This Incredible Interactive Map Lets You Explore The Surface Of Mars
Now you can explore Mars from the comfort of your home, as NASA's Jet Propulsion Laboratory (JPL) recently shared an annotated, interactive map of the red planet showing some of the hottest sights on our neighboring world. The map was made by researchers at Caltech using data from various NASA missions. The 110,000 images that went into the map were collected by NASA's Mars Reconnaissance Orbiter (MRO), a venerable spacecraft that was launched in 2005 and has collected some of the most beautiful images of Mars as seen from orbit. The spacecraft has three cameras including its high-resolution color camera HiRISE, or High-Resolution Imaging Science Experiment, which captured its most iconic images, and a wide-angle camera called MARCI.
But the images for the map came from a context camera called CTX that takes black and white images with a resolution of up to 20 feet. For the map, the 110,000 images used cover around 270 square feet per pixel, which is enough to see the key features on the planet's surface. Now you can browse around the planet and see many of the images taken by the spacecraft over the many years it has been orbiting Mars. "For 17 years, MRO has been revealing Mars to us as no one had seen it before," said Rich Zurek, MRO project scientist at JPL. "This mosaic is a wonderful new way to explore some of the imagery that we've collected."
Details to investigate on the map
If you head to the map website, you'll get an overview of the planet. Then you can use the buttons at the bottom to zoom into some of the most important locations on Mars, such as the Jezero Crater where the Perseverance rover is currently exploring, or the Gale Crater where the Curiosity rover is located. There are also links for visiting the locations of now-defunct rovers like Spirit and Opportunity.
Some of the other fun locations to visit are of geological interest, like Olympus Mons, a shield volcano that is the largest mountain in the solar system and which stands two and a half times the height of Mount Everest. Other places not to miss are the Valles Marineris canyon system which stretches over 2,500 miles long and goes as deep as 4 miles down, and the Medusae Fossae formation which is a strange and dramatic landscape sculpted by volcanic activity.
Or you can just browse around the planet's surface, enjoying the mosaic, which has an incredible total of 5.7 trillion pixels. The researchers who created the map spent six years working on it, and it was designed for scientific work as well as for the public to enjoy. "I wanted something that would be accessible to everyone," said image processor Jay Dickson of Caltech's Bruce Murray Laboratory for Planetary Visualization, who led the project. "Schoolchildren can use this now. My mother, who just turned 78, can use this now. The goal is to lower the barriers for people who are interested in exploring Mars."
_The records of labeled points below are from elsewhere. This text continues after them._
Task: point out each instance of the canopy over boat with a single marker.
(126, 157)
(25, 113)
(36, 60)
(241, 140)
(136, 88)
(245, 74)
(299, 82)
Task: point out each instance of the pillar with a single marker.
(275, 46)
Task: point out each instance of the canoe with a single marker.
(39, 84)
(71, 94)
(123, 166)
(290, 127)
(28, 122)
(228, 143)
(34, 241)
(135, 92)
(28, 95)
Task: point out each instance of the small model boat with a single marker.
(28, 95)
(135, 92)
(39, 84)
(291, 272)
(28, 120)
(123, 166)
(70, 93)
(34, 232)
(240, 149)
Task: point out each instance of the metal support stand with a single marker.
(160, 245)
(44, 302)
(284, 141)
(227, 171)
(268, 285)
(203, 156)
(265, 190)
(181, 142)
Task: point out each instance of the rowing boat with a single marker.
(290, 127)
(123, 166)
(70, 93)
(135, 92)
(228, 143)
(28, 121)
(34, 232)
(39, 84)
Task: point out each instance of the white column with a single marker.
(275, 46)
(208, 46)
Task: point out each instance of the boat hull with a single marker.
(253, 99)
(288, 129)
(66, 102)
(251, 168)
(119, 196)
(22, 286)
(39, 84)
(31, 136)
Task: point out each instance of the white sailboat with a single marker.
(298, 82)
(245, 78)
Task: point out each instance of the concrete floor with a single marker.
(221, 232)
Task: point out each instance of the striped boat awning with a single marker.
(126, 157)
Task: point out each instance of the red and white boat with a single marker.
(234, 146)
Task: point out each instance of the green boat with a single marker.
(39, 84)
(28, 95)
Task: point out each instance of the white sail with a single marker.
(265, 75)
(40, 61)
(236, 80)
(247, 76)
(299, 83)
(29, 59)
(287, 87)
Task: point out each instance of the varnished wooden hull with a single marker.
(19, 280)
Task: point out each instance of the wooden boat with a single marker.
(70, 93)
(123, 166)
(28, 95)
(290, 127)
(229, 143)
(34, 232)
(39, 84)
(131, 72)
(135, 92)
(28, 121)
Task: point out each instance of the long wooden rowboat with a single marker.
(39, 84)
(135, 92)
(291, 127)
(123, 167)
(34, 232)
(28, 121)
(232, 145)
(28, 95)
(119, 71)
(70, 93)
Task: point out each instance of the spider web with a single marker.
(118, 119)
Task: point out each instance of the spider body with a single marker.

[Featured image by ESA/DLR/FU Berlin (G. Neukum) via ESA | Cropped and scaled | CC BY-SA 3.0 IGO]
How the map was made
The Mars Reconnaissance Orbiter's CTX camera is primarily used to get an overview of the planet's surface so that researchers know which targets to image with the higher resolution HiRISE camera. That means CTX images aren't often seen by the public, but they are still an incredible resource. As MRO orbits around Mars, the CTX camera has taken images of practically the entire surface, making it the obvious choice for creating a map.
However, stitching together thousands of images into one map isn't something that could be done manually. Instead, the development team at the Caltech Murray lab created an algorithm that would match up images and place them into a mosaic. Then they could add in the remaining images which the algorithm couldn't place by hand.
Other Mars scientists weighed in as the mosaic was being created, as they were also excited to see the planet mapped out like this. "I've wanted something like this for a long time," said Mars scientist Laura Kerber of JPL. "It's both a beautiful product of art and also useful for science."